Perhaps I could return it to you, if you were serious about its recovery.”

“I have recovered it myself,” said he.

“Then I have little with which to bargain,” admitted Hassan. “What was it I took, in which you were interested?”

“A trifle,” said the man.

“Perhaps it was another bandit,” suggested Hassan. “Many of us, veiled, resemble one another.”

“I witnessed the theft,” said he. “You did not deign to conceal your features.”

“Perhaps that was unwise on my part,” volunteered Hassan. He was clearly curious. “Yet I do not recollect purloining anything upon an occasion on which you were present.
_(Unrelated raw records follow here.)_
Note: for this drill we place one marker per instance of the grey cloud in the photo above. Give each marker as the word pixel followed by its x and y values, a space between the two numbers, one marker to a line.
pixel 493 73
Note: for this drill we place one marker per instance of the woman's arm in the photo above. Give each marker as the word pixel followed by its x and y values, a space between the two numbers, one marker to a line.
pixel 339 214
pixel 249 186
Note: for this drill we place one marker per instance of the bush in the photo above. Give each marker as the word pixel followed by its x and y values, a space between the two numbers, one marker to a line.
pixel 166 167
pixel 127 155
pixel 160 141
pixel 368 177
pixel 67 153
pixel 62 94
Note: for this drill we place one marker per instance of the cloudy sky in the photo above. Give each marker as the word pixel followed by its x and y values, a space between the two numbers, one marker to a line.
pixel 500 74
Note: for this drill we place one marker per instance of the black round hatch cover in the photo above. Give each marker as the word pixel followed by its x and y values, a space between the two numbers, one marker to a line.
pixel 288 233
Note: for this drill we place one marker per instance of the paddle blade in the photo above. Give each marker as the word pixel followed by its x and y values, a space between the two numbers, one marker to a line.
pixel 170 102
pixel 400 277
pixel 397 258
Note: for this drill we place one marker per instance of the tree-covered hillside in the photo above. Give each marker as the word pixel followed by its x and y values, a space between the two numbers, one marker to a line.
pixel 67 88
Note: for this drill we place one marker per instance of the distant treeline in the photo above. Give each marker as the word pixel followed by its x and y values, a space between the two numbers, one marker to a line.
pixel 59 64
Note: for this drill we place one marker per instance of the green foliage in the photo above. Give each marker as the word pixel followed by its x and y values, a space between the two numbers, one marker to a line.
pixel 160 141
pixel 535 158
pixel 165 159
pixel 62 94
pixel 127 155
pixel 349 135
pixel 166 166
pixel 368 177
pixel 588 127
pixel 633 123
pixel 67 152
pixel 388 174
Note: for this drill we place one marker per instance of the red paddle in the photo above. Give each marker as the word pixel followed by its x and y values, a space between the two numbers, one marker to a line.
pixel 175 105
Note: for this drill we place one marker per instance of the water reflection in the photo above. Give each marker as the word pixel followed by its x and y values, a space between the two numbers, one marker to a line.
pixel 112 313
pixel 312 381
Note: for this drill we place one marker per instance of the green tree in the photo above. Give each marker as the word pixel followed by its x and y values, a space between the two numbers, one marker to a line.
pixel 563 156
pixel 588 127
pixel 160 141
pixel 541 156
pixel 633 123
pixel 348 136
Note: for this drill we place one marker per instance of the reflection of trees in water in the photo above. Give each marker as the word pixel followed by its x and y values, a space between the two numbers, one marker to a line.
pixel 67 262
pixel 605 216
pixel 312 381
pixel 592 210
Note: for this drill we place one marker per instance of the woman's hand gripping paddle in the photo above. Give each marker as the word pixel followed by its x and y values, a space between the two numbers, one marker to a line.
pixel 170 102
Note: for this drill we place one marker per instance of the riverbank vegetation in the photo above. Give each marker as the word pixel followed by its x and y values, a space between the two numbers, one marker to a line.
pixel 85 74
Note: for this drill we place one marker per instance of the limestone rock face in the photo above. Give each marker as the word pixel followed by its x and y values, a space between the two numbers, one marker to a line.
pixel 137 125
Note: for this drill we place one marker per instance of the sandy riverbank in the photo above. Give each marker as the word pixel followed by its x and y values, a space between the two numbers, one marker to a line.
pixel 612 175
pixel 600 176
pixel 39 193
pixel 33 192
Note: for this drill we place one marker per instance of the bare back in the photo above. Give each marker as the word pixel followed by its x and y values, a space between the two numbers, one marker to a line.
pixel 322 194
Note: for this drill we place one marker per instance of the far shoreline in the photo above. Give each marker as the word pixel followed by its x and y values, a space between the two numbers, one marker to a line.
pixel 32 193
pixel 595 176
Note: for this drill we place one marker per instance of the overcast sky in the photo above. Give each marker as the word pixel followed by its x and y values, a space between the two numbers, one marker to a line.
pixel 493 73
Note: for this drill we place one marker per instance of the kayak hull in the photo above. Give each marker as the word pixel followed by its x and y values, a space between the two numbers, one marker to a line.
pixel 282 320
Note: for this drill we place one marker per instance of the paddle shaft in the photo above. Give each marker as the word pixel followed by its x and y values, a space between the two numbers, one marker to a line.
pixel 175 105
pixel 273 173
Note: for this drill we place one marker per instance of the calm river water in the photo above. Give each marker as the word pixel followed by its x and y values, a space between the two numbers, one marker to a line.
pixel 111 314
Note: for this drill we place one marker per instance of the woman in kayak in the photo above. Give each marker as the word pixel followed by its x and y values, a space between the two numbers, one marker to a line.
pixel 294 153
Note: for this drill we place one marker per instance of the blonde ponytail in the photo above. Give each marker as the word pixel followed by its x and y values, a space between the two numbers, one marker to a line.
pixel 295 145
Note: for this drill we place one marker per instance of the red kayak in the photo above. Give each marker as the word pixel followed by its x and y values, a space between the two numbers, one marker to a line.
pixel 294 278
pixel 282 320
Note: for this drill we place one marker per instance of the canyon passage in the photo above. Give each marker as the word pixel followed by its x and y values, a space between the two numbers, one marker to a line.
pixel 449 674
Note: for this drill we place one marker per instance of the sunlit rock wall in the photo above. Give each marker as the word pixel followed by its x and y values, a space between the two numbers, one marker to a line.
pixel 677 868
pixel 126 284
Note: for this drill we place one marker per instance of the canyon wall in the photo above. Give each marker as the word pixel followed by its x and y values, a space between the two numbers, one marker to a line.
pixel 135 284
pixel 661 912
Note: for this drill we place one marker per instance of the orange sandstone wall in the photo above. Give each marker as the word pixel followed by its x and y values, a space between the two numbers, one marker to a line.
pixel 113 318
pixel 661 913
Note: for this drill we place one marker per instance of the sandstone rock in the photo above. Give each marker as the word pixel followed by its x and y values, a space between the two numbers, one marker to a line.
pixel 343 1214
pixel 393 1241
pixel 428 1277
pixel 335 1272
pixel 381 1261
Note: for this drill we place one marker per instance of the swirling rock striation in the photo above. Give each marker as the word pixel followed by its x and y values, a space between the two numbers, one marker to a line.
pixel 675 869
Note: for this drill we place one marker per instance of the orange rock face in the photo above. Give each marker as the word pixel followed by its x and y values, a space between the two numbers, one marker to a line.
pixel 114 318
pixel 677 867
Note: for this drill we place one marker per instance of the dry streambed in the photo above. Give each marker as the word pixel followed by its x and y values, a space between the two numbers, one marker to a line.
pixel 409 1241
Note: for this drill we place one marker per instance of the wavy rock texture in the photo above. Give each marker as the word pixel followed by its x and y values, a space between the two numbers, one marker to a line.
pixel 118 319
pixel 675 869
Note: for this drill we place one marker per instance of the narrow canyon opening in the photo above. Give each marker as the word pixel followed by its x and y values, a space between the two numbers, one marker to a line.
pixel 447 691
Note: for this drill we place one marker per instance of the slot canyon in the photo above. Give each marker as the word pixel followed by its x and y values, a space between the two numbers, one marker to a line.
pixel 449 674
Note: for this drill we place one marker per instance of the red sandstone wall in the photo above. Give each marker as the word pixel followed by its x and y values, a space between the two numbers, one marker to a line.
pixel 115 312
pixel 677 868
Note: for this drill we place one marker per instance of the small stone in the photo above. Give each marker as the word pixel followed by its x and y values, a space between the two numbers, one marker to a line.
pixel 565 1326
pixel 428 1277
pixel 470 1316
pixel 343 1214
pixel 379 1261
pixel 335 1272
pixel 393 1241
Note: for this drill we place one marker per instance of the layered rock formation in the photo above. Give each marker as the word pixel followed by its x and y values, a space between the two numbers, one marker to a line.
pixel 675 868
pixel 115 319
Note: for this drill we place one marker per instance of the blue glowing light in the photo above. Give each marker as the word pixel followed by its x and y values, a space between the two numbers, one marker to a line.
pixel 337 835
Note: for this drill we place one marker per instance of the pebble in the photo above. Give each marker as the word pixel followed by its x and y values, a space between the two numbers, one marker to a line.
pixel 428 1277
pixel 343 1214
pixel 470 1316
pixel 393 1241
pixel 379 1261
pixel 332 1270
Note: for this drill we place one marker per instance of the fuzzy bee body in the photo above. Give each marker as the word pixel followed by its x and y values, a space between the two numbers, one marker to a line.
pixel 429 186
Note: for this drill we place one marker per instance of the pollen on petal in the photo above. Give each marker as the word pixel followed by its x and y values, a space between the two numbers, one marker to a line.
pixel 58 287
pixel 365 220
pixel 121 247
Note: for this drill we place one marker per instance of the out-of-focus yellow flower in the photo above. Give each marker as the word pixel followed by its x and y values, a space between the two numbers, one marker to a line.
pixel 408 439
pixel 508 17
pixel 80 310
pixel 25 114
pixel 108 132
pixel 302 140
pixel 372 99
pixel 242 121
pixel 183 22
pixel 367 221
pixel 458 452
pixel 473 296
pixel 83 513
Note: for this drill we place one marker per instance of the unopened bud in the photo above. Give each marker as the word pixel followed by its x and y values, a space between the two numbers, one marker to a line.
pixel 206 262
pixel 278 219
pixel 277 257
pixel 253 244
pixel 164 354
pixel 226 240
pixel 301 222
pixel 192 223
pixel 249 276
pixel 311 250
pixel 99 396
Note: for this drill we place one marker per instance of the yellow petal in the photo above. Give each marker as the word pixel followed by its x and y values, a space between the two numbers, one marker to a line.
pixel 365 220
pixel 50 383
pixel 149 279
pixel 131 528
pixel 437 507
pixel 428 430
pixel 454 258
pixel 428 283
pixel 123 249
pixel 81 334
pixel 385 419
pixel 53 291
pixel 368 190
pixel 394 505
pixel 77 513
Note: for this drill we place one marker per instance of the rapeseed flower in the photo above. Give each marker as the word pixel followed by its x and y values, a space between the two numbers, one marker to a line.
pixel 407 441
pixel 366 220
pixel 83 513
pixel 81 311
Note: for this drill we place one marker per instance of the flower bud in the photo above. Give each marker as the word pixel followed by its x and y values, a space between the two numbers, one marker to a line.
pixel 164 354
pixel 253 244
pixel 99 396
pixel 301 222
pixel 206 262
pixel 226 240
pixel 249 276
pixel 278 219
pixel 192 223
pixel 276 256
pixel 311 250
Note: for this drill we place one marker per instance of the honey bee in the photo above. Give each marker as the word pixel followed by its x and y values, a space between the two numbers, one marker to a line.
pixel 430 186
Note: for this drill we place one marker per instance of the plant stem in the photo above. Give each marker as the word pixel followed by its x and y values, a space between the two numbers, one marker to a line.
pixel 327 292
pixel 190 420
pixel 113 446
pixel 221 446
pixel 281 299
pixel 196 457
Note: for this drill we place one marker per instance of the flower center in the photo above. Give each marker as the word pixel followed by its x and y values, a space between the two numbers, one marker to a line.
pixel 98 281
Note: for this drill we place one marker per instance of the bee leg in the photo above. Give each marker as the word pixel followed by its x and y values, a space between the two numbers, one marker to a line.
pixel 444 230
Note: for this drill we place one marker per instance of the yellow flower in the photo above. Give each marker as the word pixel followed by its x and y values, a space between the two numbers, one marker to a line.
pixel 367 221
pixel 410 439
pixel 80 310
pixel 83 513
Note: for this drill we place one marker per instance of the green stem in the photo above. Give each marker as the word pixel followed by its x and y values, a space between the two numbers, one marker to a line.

Indeed, this is my first visit to your kasbah.”

“You did not recognize me,” said the man.

“I did not mean to be uncivil,” said Hassan.

“You were in reasonable haste,” said the man.

“My business must often be conducted with dispatch,” admitted Hassan. “What was it I took?” he asked.

“A bauble,” said the man.

“I hope that you will forgive me,” said Hassan. “Further, in the light of the fact that you have recovered that in which you were interested, whatever it is, I trust that you will be willing to let bygones be bygones, and permit myself and my friend to depart, returning to us our kaiila, garments and accouterments, and perhaps bestowing upon us some water and supplies. We will then be on our way, commending your generosity and hospitality at the campfires, and will bother you no longer.”